La experiencia estresante dejaría en las células de los ratones un conjunto de cambios epigenéticos, moléculas que alteran la expresión del ADN. Esas moléculas estarían presentes en el esperma de los ratones traumatizados y se transmitirían al embrión.

La transmisión del trauma, sin embargo, no sería un destino inevitable. En primer lugar, los descendientes de ratones traumatizados también exhiben comportamientos más ventajosos en situaciones peligrosas. Por ejemplo, huyen mejor de la suministración de descargas eléctricas.

En segundo lugar, estudios anteriores ya revelaron que un entorno amoroso y estimulante podía revertir los efectos en los hijos. El último trabajo de Mansuy apunta a la posibilidad de prevenirlos. Si los padres se ponen en ambientes estimulantes (grupos sociales amplios, jaulas grandes con juguetes) los síntomas y las moléculas (al menos las que se han controlado en el estudio) desaparecen. 

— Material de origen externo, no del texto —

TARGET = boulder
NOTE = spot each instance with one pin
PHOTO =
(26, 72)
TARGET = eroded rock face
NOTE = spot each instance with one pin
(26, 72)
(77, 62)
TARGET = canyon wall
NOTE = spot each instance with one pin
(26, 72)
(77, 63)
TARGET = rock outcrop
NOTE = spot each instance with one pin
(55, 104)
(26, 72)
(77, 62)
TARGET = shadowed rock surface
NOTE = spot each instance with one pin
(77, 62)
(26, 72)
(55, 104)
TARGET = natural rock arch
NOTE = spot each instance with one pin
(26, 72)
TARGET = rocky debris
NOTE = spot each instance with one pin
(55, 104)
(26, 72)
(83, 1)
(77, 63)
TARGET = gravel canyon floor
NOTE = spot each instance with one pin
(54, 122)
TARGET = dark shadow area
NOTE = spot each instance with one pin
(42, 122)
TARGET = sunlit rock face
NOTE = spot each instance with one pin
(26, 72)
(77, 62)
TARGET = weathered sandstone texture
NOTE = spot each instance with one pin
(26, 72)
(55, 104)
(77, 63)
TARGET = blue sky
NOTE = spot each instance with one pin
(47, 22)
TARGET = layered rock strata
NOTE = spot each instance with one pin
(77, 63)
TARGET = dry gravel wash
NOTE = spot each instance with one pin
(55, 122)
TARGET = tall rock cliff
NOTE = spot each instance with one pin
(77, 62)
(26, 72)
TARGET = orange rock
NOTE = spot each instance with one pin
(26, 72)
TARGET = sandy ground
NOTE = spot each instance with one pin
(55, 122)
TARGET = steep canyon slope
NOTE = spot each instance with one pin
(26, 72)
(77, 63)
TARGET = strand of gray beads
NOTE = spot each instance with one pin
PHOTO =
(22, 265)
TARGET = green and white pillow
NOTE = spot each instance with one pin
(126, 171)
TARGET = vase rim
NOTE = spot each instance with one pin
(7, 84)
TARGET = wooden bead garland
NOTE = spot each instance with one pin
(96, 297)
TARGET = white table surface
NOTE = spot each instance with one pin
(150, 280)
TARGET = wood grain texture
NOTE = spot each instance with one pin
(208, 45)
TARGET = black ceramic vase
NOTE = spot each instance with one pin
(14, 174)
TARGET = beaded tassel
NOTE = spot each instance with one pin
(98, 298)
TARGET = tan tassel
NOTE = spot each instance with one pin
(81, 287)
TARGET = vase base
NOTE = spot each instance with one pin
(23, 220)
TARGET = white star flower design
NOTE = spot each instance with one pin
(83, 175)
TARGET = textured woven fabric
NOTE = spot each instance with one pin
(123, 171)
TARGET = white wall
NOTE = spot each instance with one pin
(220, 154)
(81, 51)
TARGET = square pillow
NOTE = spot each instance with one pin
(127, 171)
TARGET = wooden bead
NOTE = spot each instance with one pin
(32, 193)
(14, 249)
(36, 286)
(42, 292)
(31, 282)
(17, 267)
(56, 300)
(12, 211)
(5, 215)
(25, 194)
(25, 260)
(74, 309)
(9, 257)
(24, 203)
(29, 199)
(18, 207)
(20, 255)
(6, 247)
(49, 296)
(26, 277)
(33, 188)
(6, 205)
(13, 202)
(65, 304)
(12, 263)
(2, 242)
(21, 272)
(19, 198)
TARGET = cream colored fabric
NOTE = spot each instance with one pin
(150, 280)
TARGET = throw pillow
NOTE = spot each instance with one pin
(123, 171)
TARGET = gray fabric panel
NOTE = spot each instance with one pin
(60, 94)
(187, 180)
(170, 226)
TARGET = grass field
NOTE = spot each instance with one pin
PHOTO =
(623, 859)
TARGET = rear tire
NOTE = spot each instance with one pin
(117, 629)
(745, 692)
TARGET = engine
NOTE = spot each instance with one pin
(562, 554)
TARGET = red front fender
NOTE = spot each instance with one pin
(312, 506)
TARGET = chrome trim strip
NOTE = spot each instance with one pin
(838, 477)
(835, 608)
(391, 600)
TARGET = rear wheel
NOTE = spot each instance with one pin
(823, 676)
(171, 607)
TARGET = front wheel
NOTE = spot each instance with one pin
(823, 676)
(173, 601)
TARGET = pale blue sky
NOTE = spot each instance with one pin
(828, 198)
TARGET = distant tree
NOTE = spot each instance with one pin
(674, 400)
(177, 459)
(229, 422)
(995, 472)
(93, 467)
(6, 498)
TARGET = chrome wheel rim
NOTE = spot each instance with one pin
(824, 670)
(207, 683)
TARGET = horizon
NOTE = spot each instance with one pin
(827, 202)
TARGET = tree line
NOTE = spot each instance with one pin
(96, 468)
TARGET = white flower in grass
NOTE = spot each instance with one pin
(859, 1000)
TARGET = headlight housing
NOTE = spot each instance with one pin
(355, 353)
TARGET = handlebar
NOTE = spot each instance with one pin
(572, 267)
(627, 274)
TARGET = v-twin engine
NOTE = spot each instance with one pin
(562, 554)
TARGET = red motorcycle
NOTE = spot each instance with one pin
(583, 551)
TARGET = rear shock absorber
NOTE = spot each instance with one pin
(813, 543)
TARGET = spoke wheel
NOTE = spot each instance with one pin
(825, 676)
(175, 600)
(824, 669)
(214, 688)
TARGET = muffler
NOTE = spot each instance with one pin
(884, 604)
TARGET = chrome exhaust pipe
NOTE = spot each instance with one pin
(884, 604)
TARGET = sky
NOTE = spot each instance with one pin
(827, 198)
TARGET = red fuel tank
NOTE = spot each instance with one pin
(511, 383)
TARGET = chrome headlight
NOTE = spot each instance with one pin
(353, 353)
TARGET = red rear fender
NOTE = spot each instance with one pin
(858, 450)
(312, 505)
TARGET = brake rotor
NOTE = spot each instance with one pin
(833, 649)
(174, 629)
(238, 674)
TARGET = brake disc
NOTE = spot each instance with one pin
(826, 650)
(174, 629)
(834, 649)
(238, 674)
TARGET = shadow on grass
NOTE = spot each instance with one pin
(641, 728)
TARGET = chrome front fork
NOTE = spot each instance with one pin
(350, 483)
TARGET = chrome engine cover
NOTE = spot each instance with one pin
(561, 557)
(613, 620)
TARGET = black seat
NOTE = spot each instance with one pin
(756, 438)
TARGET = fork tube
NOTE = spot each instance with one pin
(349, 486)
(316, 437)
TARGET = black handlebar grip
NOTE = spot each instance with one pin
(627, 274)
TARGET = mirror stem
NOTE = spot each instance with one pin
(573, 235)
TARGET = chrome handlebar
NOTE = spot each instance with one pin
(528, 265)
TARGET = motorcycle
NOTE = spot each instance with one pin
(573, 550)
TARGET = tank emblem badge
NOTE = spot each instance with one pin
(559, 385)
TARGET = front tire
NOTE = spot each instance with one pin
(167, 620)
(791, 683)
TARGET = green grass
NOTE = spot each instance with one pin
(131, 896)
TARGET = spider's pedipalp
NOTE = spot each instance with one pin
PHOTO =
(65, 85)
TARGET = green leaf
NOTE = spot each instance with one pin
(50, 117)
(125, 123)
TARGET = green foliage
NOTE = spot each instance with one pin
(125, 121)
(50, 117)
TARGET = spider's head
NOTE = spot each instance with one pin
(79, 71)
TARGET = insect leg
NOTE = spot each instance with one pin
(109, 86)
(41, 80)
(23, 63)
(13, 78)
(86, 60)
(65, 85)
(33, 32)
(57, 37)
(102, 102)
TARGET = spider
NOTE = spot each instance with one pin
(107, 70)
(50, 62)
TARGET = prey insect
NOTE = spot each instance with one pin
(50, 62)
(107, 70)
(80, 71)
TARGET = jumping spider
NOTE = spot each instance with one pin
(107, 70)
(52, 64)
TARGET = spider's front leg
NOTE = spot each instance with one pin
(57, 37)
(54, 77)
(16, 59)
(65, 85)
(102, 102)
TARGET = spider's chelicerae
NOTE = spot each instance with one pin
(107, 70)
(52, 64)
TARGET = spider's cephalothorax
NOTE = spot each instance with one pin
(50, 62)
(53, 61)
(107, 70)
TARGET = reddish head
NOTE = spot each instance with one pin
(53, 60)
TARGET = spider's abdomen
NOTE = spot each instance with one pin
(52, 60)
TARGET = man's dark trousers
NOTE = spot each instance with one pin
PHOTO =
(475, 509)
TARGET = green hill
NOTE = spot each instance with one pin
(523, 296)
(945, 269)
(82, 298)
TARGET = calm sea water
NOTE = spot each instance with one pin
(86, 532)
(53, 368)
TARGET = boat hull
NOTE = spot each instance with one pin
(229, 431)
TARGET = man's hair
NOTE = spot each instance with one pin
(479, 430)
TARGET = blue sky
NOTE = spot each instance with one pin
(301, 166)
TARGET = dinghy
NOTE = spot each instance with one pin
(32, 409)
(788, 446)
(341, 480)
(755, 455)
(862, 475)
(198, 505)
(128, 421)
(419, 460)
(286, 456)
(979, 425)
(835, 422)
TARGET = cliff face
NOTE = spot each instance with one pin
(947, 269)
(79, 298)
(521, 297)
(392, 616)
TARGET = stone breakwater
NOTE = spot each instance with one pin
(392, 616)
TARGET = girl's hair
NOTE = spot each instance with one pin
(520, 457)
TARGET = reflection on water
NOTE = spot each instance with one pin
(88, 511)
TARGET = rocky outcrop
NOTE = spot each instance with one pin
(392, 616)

Aprender y desaprender a temer ciertos olores también se transmitiría

En los trabajos de Kerry Ressler, investigador de la Escuela Médica de Harvard (EEUU) y participante en el congreso, el trauma aplicado a los ratones padres es la asociación de un olor a una descarga eléctrica. Aunque los hijos no estén en contacto con sus padres y nunca hayan recibido descargas, tan pronto como perciben el olor, huyen. Los padres traumatizados tienen cambios epigenéticos en sus receptores del olor, que parecen transmitirse a los hijos. Ressler expuso algunos de los padres a una especie de psicoterapia, antes de la concepción. Es decir, los expuso al olor durante un tiempo sin suministrar descargas. Los hijos de estos ratones ya no nacen temiendo el olor. “Si remedias al miedo de forma eficiente antes de que el animal se reproduzca, ese remedio también se transmite”, expica el investigador.